Hay en el tesoro de la Tradición de la Iglesia Católica una palabra que me ha impresionado profundamente. Te la quiero entregar a ti, hermano que me escuchas o me lees todas las mañanas y todas las tardes… y a quien amo sinceramente sin conocerte.
Esta palabra es la siguiente: Cuando todo es inútil… ¡Queda María! Es decir: cuando se han agotado todos los recursos, cuando ya no hay esperanza humana, cuando ya no hay remedio… ¡Queda María!
Cuando en el hogar hay algo que se está arruinando irremediablemente, cuando ves que la felicidad ya no tornará, ¡que la unión íntima de las almas ya no se podrá humanamente reparar!… Entonces, no se te olvide… entonces, precisamente, ¡queda María!…
Si has hecho todo lo posible por educar a tus hijos, por santificarlos, por plasmarlos según el ideal que acariciaste, y ves con tristeza que no se ha obtenido nada de lo que se anhelaba, y que ya parece que no hay esperanza… entonces, precisamente, queda María.

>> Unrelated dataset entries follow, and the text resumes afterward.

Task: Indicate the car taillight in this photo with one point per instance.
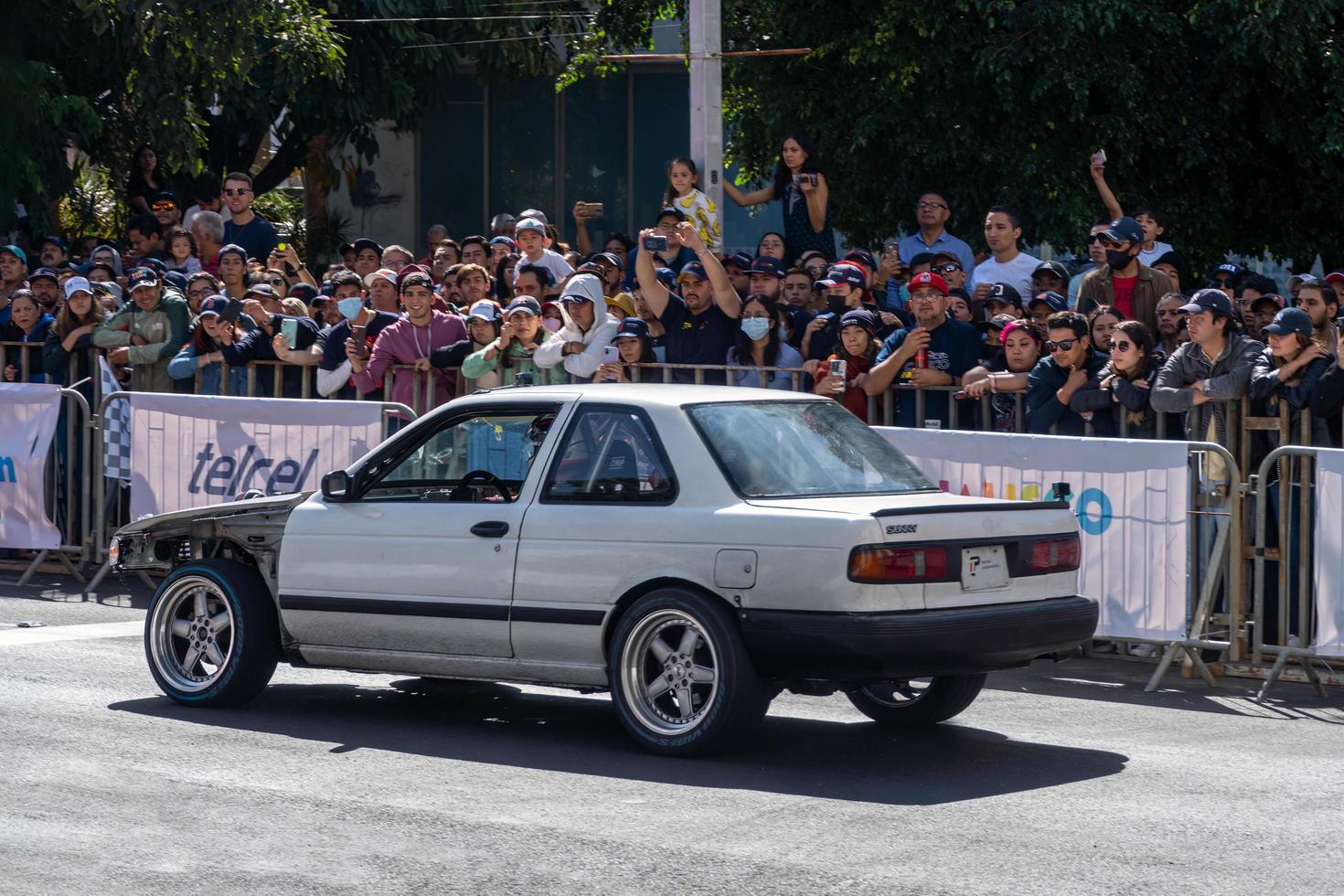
(1055, 555)
(898, 564)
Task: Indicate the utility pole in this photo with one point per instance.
(707, 96)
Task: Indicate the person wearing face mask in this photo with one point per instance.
(512, 351)
(758, 346)
(844, 285)
(580, 347)
(937, 351)
(1124, 283)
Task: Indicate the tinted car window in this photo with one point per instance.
(789, 449)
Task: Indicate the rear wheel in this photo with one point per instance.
(912, 703)
(211, 635)
(682, 681)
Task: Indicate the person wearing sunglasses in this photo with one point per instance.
(932, 212)
(1067, 366)
(1125, 387)
(1124, 283)
(243, 226)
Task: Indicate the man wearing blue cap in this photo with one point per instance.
(1210, 369)
(1124, 281)
(146, 334)
(702, 323)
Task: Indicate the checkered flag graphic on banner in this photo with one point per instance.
(116, 427)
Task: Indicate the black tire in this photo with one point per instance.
(944, 698)
(720, 712)
(182, 644)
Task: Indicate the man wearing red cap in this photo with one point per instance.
(934, 352)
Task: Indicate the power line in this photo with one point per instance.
(466, 43)
(459, 17)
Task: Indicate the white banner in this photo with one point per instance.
(30, 412)
(192, 450)
(1129, 497)
(1329, 552)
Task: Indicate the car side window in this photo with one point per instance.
(486, 449)
(611, 455)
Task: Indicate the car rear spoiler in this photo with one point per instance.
(976, 508)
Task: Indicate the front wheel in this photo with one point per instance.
(211, 635)
(914, 703)
(682, 681)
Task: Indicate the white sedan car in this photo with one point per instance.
(691, 549)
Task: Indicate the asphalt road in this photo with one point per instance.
(1060, 779)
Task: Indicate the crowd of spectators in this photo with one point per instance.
(211, 300)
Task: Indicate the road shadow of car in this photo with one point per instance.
(503, 726)
(1123, 681)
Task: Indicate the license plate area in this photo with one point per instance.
(984, 569)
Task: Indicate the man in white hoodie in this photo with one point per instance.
(580, 346)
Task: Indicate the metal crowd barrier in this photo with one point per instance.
(66, 486)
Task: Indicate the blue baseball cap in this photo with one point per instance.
(143, 277)
(1124, 229)
(632, 326)
(692, 269)
(484, 309)
(860, 317)
(771, 265)
(667, 277)
(1055, 301)
(1209, 300)
(1290, 320)
(846, 272)
(212, 305)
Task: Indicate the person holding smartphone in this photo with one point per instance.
(844, 372)
(803, 188)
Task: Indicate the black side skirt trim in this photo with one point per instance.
(441, 610)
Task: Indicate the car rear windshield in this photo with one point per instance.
(791, 449)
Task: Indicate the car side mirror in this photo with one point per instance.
(336, 486)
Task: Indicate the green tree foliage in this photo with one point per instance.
(208, 82)
(1227, 113)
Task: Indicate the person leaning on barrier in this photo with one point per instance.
(1327, 400)
(71, 335)
(1212, 368)
(202, 352)
(1124, 389)
(948, 349)
(580, 346)
(1069, 364)
(634, 346)
(146, 334)
(760, 344)
(1004, 378)
(260, 344)
(334, 369)
(511, 352)
(1289, 371)
(858, 348)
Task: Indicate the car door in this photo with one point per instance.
(605, 501)
(422, 558)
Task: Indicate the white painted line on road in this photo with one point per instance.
(16, 637)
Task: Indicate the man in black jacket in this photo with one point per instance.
(1070, 361)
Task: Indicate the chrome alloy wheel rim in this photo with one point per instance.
(191, 635)
(898, 693)
(669, 672)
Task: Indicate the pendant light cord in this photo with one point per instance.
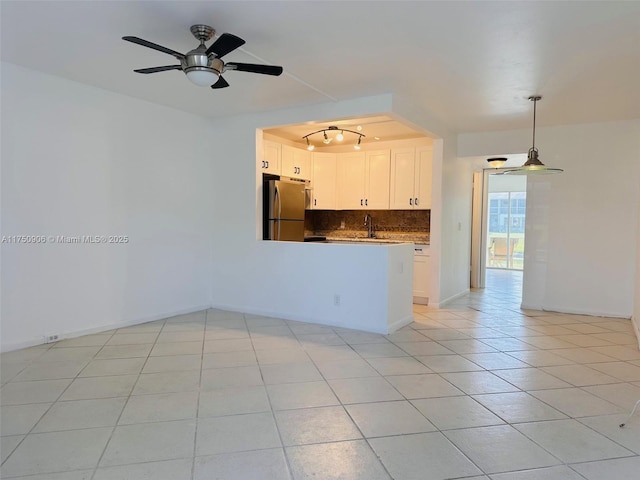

Pero, sobre todo, en nuestras cuitas íntimas… Cuando nos damos cuenta de que no logramos lo que aspirábamos en santidad, en renovación, en belleza interior… Cuando nos sentimos implacablemente encadenados al mal, al pecado, a las miserias humanas, a la monotonía de una vida insignificante, cuando presumimos que el mañana será lo mismo que el ayer, oscuro y turbio… entonces, sin embargo, queda María. Cuando pensamos con dolor que la belleza de la vida, que la utilidad de la existencia no iluminó para nosotros, y que pasó la ocasión y la posibilidad… ¡Queda María!… ¡Queda María!…
Para los pobres, para los mendigos, para los desorientados, para los enfermos, para los desconsolados, para los prisioneros, para los leprosos, para los que padecen cáncer, para los desahuciados… ¡Queda María! Cuando ya no hay ningún remedio, queda María, ¡queda María!
Cuando se han agotado todos los recursos humanos, cuando ya no hay esperanza, queda María.
Para ti hermano que me lees… Para ti que ya no tienes ni una ilusión, ni esperanza: queda María, no se te olvide. Queda María.
Para ti hermano, y para mí, ¡siempre queda María!